Multi-objective Learning to Rank by Model Distillation
Jie Tang, Huiji Gao, Liwei He, Sanjeev Katariya
TL;DR
This work presents MO-LTR-MD, a distillation-based approach to multi-objective learning to rank that reformulates MO-LTR as a model distillation problem. By training objective-specific teachers and a student that learns from both hard ground-truth labels and soft-labels derived from teacher models, the method mitigates data imbalance, eliminates the need for online score aggregation weights, and accommodates ad-hoc non-differentiable objectives. Empirical results on Airbnb data show improved primary objective (CVR) and balanced secondary objectives, with additional gains in NDCG and reduced model irreproducibility via self-distillation.
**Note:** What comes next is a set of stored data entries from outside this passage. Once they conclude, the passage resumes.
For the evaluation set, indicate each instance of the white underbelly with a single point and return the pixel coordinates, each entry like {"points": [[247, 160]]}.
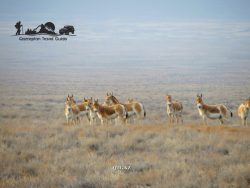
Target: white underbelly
{"points": [[131, 113], [214, 115], [113, 116]]}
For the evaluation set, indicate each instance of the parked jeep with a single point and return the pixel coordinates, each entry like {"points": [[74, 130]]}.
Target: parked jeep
{"points": [[67, 29]]}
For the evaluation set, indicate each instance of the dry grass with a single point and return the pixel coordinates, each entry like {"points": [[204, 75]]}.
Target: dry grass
{"points": [[52, 154]]}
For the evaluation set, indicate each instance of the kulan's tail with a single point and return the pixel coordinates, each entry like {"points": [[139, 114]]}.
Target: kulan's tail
{"points": [[144, 115]]}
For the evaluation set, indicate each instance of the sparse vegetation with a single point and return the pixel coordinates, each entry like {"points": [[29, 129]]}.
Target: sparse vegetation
{"points": [[56, 155]]}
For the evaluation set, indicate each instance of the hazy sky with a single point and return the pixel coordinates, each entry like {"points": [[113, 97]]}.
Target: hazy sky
{"points": [[125, 10]]}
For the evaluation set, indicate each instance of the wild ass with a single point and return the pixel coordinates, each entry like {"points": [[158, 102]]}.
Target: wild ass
{"points": [[83, 107], [92, 114], [243, 111], [174, 109], [106, 113], [132, 107], [218, 111], [71, 111]]}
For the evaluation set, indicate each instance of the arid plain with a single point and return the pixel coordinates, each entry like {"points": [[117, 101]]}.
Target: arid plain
{"points": [[38, 149]]}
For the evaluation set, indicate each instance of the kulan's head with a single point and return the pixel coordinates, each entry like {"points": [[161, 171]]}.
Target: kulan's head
{"points": [[109, 99], [95, 105], [88, 102], [199, 101], [130, 101], [70, 99], [247, 103], [168, 98]]}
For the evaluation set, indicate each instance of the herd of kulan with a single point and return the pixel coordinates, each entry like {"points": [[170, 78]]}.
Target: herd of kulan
{"points": [[112, 110]]}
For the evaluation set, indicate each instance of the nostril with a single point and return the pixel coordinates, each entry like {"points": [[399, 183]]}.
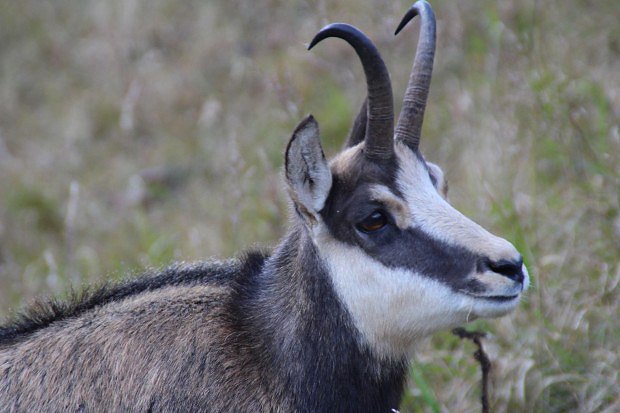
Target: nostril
{"points": [[512, 269]]}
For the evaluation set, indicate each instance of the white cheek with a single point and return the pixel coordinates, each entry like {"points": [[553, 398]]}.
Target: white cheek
{"points": [[392, 308]]}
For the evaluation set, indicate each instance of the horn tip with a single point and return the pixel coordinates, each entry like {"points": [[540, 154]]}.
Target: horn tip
{"points": [[411, 13]]}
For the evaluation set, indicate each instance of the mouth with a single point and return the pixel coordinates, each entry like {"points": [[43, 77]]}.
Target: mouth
{"points": [[500, 298]]}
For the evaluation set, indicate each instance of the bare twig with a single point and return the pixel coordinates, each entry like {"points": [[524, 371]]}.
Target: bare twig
{"points": [[482, 358]]}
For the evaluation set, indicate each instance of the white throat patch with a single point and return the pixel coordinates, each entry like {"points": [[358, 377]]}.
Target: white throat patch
{"points": [[392, 308]]}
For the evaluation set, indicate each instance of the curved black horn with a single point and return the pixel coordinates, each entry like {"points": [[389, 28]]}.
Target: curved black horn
{"points": [[409, 125], [380, 123]]}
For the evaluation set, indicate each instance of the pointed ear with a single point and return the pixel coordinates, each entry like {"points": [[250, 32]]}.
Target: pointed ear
{"points": [[358, 130], [307, 172], [439, 179]]}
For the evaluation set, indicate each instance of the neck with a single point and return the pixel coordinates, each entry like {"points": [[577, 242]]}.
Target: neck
{"points": [[309, 340]]}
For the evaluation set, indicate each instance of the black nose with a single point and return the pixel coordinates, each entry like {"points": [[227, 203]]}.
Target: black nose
{"points": [[512, 269]]}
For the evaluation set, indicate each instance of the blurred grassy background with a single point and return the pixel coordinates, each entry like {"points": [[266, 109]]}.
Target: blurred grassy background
{"points": [[134, 133]]}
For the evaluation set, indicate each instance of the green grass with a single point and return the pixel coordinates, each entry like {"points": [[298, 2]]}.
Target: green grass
{"points": [[170, 120]]}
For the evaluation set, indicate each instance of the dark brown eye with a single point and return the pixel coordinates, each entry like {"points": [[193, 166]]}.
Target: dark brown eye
{"points": [[373, 222]]}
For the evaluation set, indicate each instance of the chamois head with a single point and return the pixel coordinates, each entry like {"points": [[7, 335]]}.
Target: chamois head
{"points": [[403, 261]]}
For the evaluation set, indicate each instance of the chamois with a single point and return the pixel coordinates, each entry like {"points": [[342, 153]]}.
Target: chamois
{"points": [[374, 260]]}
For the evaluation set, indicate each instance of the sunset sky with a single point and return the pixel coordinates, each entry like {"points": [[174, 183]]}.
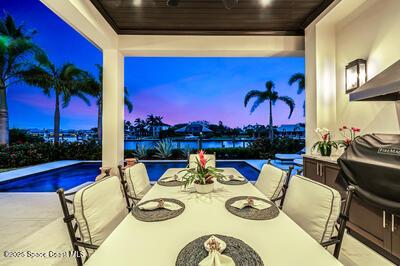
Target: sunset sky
{"points": [[179, 89]]}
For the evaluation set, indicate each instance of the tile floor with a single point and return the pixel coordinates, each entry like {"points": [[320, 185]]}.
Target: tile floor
{"points": [[32, 221]]}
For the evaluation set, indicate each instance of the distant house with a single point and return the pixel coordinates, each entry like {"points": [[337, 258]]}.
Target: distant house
{"points": [[292, 131], [157, 129], [194, 128]]}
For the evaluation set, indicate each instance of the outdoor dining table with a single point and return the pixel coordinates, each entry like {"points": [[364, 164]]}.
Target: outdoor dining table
{"points": [[279, 241]]}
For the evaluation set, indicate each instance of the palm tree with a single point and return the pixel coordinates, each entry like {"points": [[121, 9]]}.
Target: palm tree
{"points": [[139, 125], [271, 96], [94, 87], [16, 48], [65, 81], [152, 121], [301, 86]]}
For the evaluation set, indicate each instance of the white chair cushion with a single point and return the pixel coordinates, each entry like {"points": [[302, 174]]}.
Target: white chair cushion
{"points": [[138, 180], [313, 206], [270, 181], [98, 209], [211, 160]]}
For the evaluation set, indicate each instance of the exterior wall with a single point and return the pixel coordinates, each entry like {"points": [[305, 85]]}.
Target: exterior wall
{"points": [[150, 45], [351, 29], [372, 32]]}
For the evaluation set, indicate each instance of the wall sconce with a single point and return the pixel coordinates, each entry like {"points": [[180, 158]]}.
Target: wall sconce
{"points": [[356, 74]]}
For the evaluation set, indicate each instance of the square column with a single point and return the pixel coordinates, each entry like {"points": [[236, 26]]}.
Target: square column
{"points": [[113, 109]]}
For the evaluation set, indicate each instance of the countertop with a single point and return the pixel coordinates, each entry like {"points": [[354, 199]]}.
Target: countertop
{"points": [[329, 159]]}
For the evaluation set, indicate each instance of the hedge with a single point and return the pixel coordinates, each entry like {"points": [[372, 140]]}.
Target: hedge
{"points": [[18, 155]]}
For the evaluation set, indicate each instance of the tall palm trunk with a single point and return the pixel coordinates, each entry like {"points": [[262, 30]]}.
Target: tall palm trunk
{"points": [[57, 119], [3, 116], [100, 122], [271, 130]]}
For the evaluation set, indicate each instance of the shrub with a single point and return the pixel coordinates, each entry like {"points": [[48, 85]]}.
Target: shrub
{"points": [[20, 136], [18, 155]]}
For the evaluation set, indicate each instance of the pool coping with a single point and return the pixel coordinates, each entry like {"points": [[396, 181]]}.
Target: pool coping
{"points": [[40, 168], [35, 169]]}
The framework also demonstrates how soft-labels can encode ad-hoc goals and transfer knowledge across model versions, offering practical benefits for production ranking systems.
Abstract
In online marketplaces, search ranking's objective is not only to purchase or conversion (primary objective), but to also the purchase outcomes(secondary objectives), e.g. order cancellation(or return), review rating, customer service inquiries, platform long term growth. Multi-objective learning to rank has been widely studied to balance primary and secondary objectives. But traditional approaches in industry face some challenges including expensive parameter tuning leads to sub-optimal solution, suffering from imbalanced data sparsity issue, and being not compatible with ad-hoc objective. In this paper, we propose a distillation-based ranking solution for multi-objective ranking, which optimizes the end-to-end ranking system at Airbnb across multiple ranking models on different objectives along with various considerations to optimize training and serving efficiency to meet industry standards. We found it performs much better than traditional approaches, it doesn't only significantly increases primary objective by a large margin but also meet secondary objectives constraints and improve model stability. We also demonstrated the proposed system could be further simplified by model self-distillation. Besides this, we did additional simulations to show that this approach could also help us efficiently inject ad-hoc non-differentiable business objective into the ranking system while enabling us to balance our optimization objectives.